AI Heatmap (Source: CBI Insights)
Optimisation of financial services
Automated trading almost certainly accelerated the recent sell-off in equities, which saw the Dow Jones Industrial Average crashing 800 points in ten minutes. A large part of financial service transactions are driven by algorithms & computer trading, which remain highly inefficient (particularly on the basis that nothing fundamental has changed that might influence asset prices). AI has the capacity to bring enhancements to contexts as varied as enterprise payments to consumer finance.

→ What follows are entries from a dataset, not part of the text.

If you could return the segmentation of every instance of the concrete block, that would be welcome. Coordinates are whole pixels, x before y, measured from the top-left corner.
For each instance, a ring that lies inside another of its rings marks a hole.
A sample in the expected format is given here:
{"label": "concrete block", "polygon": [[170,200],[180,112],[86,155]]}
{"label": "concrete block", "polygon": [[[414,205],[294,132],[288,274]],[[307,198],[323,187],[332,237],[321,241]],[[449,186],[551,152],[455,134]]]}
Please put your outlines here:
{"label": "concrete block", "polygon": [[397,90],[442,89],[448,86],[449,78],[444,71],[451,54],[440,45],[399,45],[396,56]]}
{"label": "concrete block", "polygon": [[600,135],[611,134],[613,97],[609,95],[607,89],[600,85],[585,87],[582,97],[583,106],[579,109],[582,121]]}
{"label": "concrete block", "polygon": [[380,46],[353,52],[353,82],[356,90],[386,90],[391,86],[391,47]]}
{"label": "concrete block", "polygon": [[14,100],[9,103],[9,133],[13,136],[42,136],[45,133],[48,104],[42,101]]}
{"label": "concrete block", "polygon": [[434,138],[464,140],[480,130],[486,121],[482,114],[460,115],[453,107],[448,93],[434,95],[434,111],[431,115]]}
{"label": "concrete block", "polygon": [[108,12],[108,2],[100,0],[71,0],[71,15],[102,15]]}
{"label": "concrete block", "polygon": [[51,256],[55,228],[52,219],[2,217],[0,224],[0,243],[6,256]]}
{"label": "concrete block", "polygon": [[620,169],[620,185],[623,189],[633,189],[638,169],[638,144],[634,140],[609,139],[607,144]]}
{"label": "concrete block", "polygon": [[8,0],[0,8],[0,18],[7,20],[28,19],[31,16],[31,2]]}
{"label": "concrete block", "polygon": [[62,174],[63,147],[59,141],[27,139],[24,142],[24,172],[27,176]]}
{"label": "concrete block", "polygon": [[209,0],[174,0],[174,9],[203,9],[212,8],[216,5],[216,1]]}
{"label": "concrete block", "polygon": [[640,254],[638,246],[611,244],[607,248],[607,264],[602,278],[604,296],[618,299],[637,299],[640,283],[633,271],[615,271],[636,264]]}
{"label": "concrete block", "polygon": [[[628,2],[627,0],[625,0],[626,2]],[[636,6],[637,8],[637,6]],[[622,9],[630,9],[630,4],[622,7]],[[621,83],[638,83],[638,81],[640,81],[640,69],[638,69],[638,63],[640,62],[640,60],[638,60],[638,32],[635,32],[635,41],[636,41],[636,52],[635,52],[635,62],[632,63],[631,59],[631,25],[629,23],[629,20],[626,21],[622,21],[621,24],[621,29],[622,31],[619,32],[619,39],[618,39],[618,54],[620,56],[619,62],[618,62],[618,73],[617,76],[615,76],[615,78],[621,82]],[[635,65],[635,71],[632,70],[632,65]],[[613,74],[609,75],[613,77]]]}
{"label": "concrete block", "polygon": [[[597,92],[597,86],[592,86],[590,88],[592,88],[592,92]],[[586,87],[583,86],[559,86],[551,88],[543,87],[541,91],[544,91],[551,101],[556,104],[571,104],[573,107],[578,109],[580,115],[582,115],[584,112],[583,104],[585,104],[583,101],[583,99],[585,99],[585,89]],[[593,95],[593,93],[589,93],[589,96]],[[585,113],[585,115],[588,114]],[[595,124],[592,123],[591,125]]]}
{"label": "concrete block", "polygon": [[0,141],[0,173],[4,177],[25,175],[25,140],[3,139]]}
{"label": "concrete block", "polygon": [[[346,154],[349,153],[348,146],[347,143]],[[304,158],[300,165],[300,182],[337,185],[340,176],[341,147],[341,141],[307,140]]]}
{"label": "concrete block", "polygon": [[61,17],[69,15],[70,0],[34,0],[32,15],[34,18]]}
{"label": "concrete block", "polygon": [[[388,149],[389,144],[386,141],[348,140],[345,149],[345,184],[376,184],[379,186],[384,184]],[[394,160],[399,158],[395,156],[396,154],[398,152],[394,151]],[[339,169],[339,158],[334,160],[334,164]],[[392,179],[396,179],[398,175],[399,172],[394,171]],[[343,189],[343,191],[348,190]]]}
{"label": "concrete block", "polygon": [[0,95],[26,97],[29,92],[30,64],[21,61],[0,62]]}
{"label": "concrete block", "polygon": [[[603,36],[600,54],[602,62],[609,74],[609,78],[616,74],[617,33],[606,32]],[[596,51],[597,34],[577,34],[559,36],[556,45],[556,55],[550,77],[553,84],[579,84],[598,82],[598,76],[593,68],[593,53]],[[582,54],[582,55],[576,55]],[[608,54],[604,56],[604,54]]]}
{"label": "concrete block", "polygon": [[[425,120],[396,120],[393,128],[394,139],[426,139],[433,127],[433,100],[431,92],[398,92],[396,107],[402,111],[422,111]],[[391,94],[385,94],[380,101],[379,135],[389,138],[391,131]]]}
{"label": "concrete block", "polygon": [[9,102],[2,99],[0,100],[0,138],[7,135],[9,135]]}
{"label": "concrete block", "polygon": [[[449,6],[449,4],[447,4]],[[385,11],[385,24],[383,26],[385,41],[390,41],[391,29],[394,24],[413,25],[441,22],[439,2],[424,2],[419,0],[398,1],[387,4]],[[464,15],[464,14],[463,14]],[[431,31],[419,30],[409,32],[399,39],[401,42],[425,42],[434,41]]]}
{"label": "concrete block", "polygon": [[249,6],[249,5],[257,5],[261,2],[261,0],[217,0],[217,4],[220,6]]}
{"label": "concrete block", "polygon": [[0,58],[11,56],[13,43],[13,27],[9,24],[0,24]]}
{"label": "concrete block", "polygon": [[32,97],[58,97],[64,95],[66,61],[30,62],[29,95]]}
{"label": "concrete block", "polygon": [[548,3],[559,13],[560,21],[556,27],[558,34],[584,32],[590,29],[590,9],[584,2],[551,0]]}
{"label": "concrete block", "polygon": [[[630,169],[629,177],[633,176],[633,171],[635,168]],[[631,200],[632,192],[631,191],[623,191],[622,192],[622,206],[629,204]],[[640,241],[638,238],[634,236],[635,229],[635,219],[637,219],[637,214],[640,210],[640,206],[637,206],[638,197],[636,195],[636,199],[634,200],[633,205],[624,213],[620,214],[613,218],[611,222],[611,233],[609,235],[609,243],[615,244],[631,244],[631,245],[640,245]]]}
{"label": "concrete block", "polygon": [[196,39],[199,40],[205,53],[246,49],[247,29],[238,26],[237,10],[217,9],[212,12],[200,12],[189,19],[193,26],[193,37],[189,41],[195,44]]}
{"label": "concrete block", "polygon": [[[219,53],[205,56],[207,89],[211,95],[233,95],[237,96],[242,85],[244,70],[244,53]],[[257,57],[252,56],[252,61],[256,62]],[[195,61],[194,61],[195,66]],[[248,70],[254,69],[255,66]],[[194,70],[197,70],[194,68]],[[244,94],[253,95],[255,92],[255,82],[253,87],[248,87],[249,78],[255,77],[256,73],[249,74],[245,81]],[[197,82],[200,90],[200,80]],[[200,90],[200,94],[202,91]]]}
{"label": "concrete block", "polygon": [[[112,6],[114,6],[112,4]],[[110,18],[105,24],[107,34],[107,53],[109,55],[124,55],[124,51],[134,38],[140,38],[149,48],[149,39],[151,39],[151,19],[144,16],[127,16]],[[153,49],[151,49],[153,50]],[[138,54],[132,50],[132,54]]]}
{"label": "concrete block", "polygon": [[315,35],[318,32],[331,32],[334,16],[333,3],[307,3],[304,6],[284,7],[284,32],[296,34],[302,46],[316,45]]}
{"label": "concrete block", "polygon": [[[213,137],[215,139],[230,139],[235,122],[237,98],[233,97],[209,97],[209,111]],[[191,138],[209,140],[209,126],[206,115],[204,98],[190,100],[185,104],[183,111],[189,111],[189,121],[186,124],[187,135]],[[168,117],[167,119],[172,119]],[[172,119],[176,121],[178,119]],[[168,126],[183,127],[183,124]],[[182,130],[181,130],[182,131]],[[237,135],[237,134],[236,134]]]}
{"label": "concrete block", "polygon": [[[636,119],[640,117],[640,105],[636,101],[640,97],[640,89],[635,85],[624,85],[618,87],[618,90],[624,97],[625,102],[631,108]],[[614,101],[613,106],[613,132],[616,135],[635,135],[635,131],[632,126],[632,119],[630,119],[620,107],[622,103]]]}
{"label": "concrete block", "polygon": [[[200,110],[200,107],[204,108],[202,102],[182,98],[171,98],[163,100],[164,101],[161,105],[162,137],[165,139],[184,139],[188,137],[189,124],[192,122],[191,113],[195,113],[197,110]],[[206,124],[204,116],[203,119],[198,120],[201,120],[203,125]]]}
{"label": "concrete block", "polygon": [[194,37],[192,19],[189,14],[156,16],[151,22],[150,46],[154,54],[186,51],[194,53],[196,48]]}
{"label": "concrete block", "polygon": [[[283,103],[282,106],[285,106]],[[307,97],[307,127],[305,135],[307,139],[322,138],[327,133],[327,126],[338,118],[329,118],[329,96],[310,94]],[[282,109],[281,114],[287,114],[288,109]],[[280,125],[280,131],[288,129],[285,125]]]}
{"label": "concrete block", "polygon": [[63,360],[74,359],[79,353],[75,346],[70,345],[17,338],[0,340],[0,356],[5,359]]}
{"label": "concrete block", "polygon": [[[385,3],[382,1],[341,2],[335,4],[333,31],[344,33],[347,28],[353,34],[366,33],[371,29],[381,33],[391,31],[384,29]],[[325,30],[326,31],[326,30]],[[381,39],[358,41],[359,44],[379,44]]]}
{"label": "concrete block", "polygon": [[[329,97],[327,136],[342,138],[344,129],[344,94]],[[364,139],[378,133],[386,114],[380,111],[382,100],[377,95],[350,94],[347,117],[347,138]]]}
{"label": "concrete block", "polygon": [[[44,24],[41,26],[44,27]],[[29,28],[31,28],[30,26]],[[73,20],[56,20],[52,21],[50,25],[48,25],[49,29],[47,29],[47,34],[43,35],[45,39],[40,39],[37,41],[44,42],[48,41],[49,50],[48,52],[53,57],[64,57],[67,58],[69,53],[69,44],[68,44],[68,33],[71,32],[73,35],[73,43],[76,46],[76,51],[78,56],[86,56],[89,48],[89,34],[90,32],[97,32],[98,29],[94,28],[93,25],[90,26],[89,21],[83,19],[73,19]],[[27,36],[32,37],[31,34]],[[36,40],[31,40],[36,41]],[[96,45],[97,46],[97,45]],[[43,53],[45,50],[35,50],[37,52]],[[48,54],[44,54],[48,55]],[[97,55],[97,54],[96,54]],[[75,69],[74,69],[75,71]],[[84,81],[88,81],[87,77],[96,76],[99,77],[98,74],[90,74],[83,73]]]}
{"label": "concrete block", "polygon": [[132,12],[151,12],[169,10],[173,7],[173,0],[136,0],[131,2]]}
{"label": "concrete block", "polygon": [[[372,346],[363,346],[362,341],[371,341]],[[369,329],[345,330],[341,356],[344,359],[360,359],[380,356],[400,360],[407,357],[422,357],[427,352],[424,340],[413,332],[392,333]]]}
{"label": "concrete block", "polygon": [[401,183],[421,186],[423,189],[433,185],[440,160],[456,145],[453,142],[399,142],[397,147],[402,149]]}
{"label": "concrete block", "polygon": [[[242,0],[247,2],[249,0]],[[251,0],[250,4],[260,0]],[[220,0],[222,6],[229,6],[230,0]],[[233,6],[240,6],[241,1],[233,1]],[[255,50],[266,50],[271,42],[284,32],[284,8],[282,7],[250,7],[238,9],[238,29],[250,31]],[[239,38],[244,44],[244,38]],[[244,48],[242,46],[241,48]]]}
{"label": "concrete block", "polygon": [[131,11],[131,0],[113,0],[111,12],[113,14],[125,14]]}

AI and Patient-centric care
Looking through the list of 106 startups in CBI’s AI and health overview, new business models are everywhere, from mental health and drug discovery to lifestyle management, virtual assistants, hospital management, and medical imaging and diagnostics. Some of the most exciting opportunities are in AI and patient-centric care. For instance, the Berlin-based healthtech startup Ada Health, which transformed their backend doctor diagnostic tool into a consumer service.
Food supply chain “eaten by AI”
This is one of the fields with a lower impact from software, but could be reaching a turning point as a result of emergent AI technologies. Those lucky enough to have had a glimpse into Ocado’s distribution centre can see the impact that automation can have for retailers at the consumer end of the value chain. Working backwards from the production to agriculture, stories of D.I.Y. Artificial Intelligence used in a Japanese family farms to tomato sorting machines inspire countless possibilities for AI to eat up opportunities in agriculture.
The long road to autonomous transportation
Whilst a whole host of companies are claiming technology readiness within the next 3-5 years, autonomous vehicles will be held back by various system-level barriers. Commentators predict two paths to autonomous transportation: The “evolutionary” path, where today’s cars get self-driving features bit by bit (e.g. Tesla’s autopilot feature), and the “revolutionary” path, where totally self-driving cars start as test vehicles and become more mainstream as they can drive in more places (Google cars). Regardless it’s a long road to becoming ubiquitous.
Heatmap: Applied AI microtrends
As a summary for the next five years, we have created our own heatmap of Applied AI microtrends, which sets out each applications as it evolves from ‘emergent’ to ‘ubiquitous’ and eventually ‘implicit’ across a variety of use cases.
Accelerating the learning curve:
Edtech is a large and growing market. We are seeing great leaps beyond the rapid adoption of digital solutions (such as MooCs or online learning platforms) to a new wave of edtech startups. AI is helping to optimise the learning experience, making it more efficient, more effective and (yes, if some can believe it) more enjoyable. Multiple data inputs (not just text but also audiovisual) can be analysed using deep learning techniques. Everything from speaking a foreign launguage with real time feedback, speeding up revision with NLP summaries or zipfian distributions, leveraging pattern recognition to learn musical instruments and even style transfer applied to the art of sketching.